Anche a livello dirigenziale una donna non trova spazio? “Lo dicono i numeri. Presidenti donne in Serie A ci sono la Marzari a Milano e la Gabbana a Modena, poi basta. Anche a livello di dirigenti non conosco un direttore generale o un direttore sportivo femmina”.

Che motivazione ti dai? “E’ brutto dirlo ma siamo abituati così, per cultura, per abitudine. Si pensa forse che un uomo abbia più carisma, più carattere e capacità di guida. Qualcosa sta cambiando, soprattutto a livello giovanile ma siamo ancora lontani anni luce da una vera parità. Con piacere riscontro che nei settori giovanili di volley sia maschile che femminile cominciamo ad avere donne allenatrici e queste sono le basi per cambiare, ma serviranno ancora tanti anni”.

Sei mai stata allenata da una donna? “L’unica volta avevo 13 anni ed era una seconda allenatrice che aiutava un allenatore. A me piacerebbe intraprendere la carriera di allenatore e ci sto pensando seriamente, ma so che non sarà facile.

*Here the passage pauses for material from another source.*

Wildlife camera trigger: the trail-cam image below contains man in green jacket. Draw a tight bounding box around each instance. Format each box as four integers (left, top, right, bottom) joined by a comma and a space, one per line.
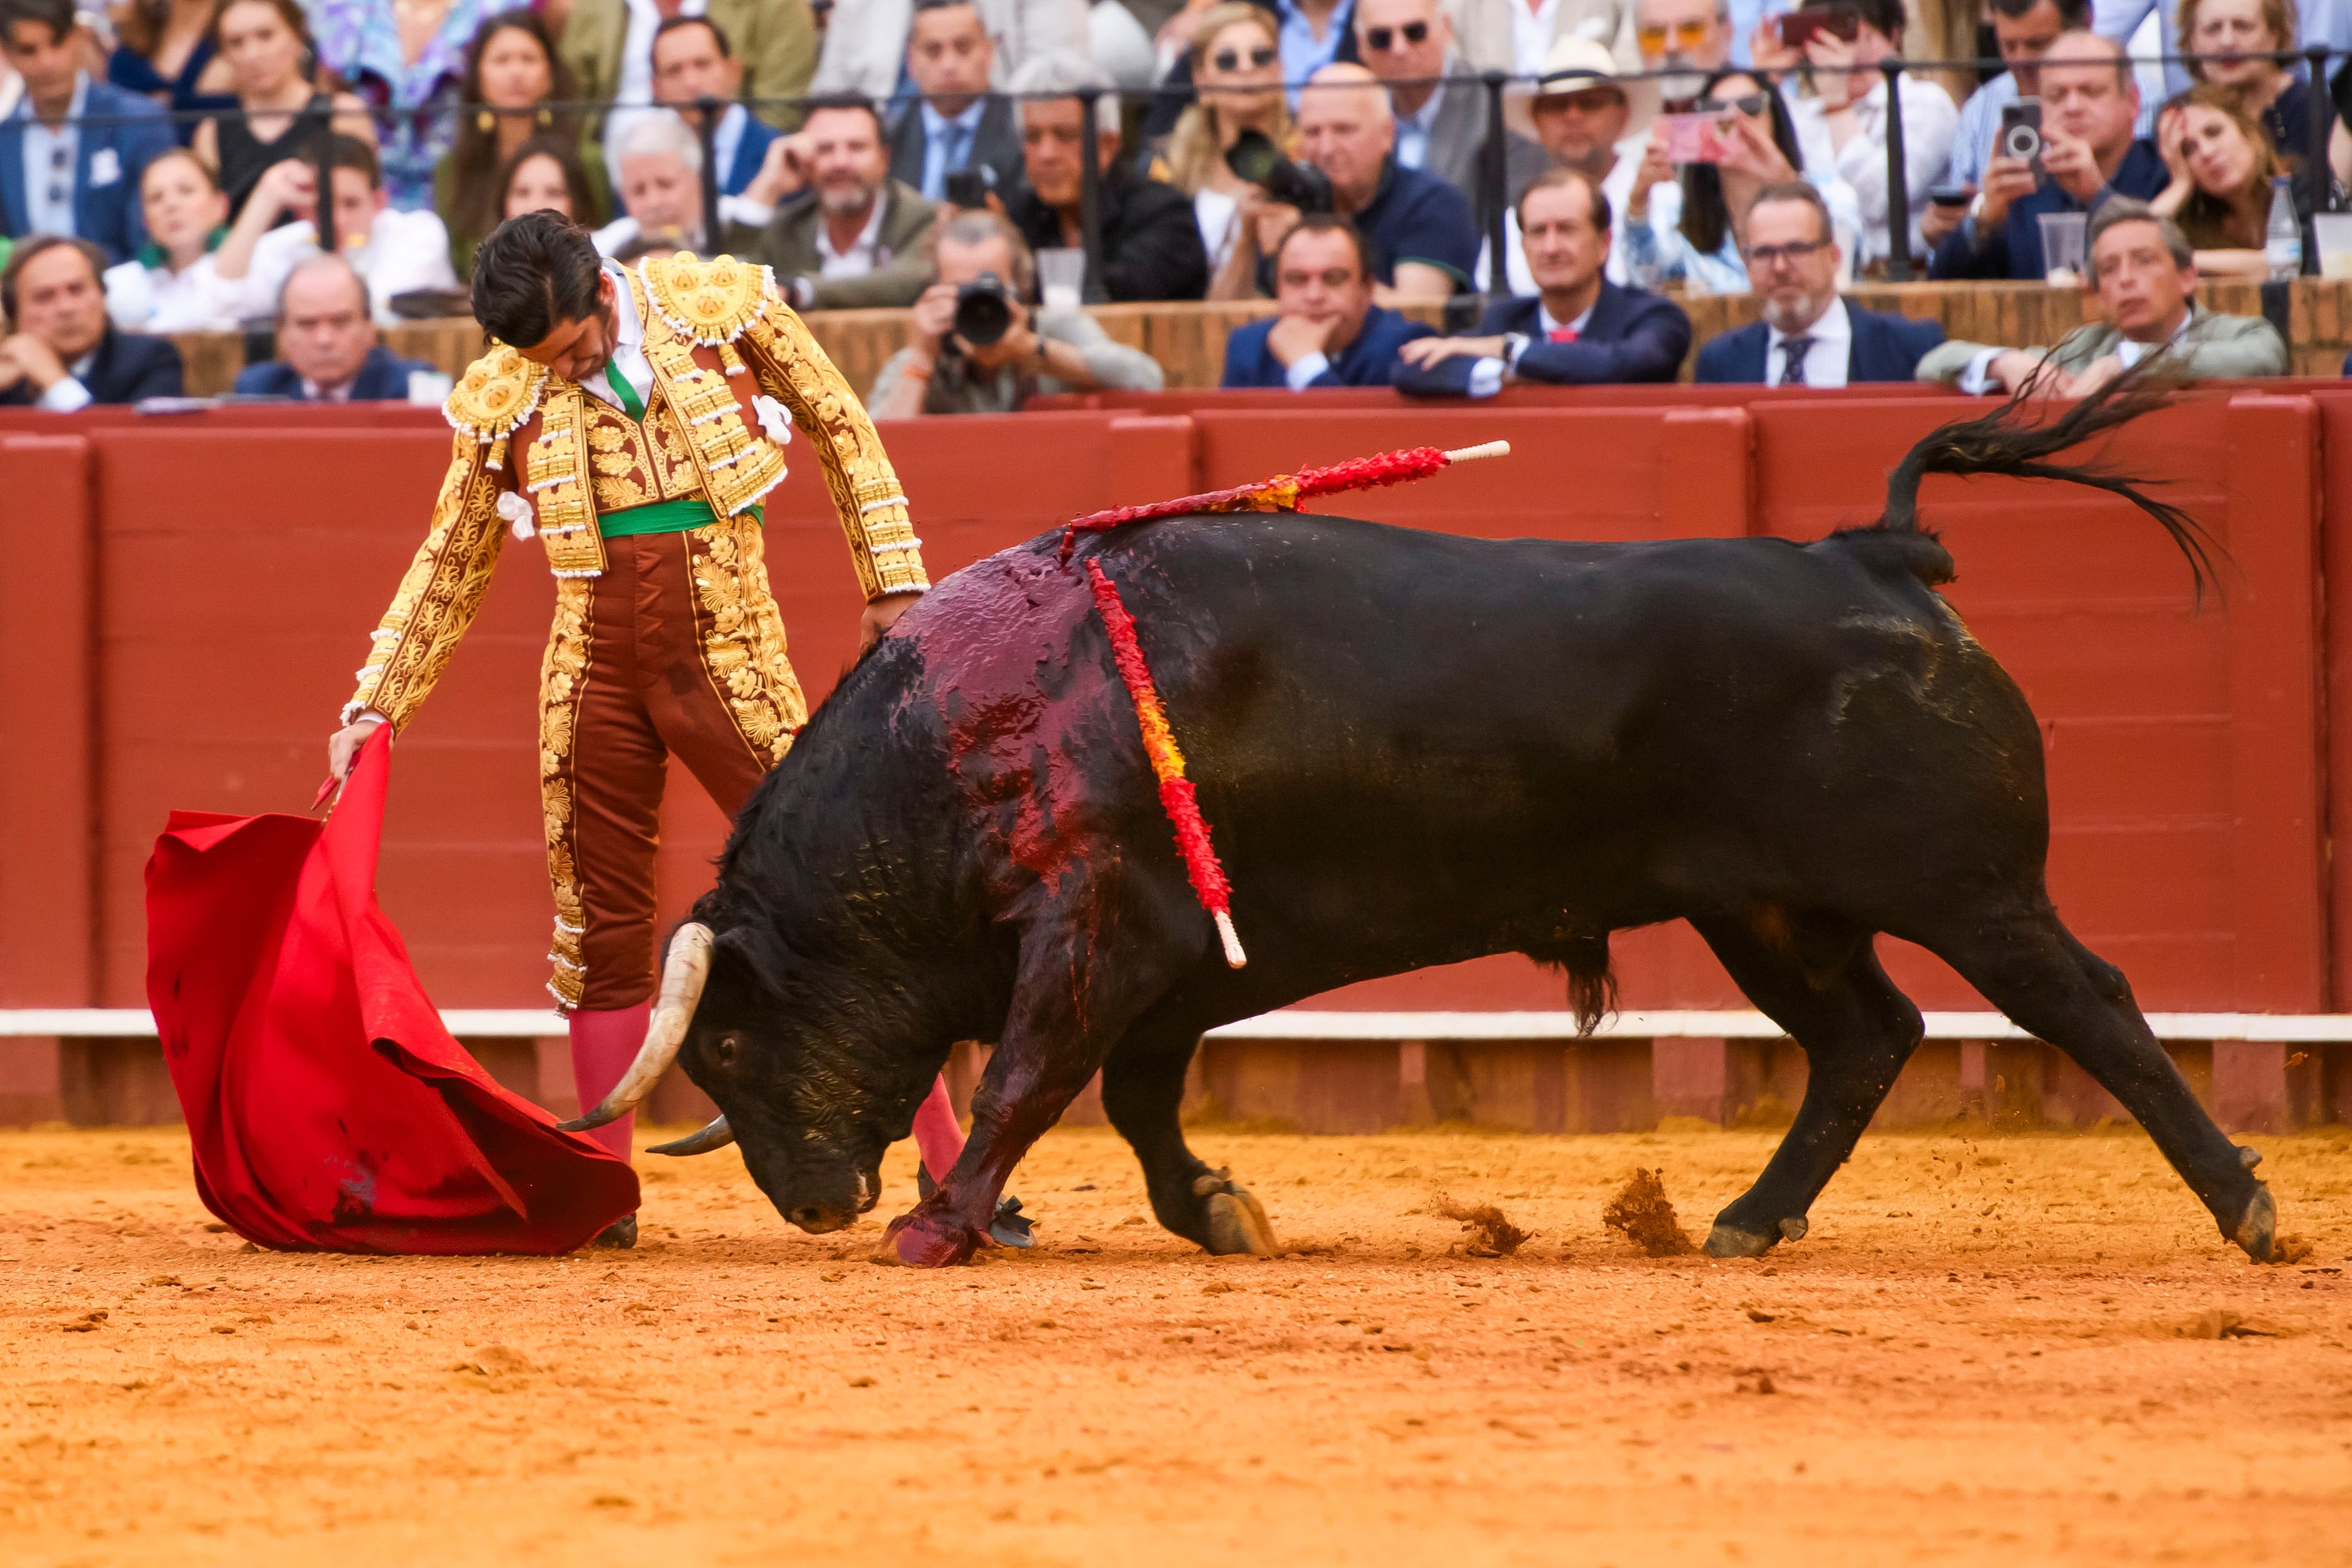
729, 95, 941, 309
566, 0, 819, 176
1917, 197, 2287, 395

Vedo che alcune colleghe ci hanno provato ma quando un’atleta lascia lo sport professionistico pensa a costruirsi una famiglia e a fare figli e a questo punto il tempo e le opportunità in palestra sono poche”.

Nel casalasco abbiamo un bell’esempio di allenatrice di volley in Valeria Magri. “So chi è e la conosco di vista. So che all’Esperia Cremona ha vinto il Campionato di B1 ed ha allenato in A2. Ora è prima a Ostiano in B1. Sono molto contenta per lei, così come per Benelli, Vannini, Cella e Centoni, le uniche donne che sono state alla ribalta nazionale come allenatrici”.

Come giocatrice, invece, rispetto ai colleghi maschi rimangono ancora grandi diversità di stipendi? “Devo dire che negli ultimi anni il gap si è ridimensionato grazie anche ai successi ottenuti dalle squadre italiane di volley femminile e soprattutto alla Nazionale di Velasco. Anche tra le donne ci sono picchi di stipendi importanti, pari a quelli maschili, ma questa parità è stato il mercato a decretarla, considerato che i palazzetti delle grandi squadre di Serie A1 sono quasi sempre pieni. E’ aumentato l’interesse e di conseguenza anche gli stipendi. Mi fa piacere ricordare che solo da pochi anni siamo anche riuscite ad ottenere oltre al professionismo e al pagamento dei contributi anche una indennità in caso di gravidanza durante la Stagione Sportiva. Prima la giocatrice che rimaneva incinta smetteva di giocare e non aveva alcun sussidio ne compenso”.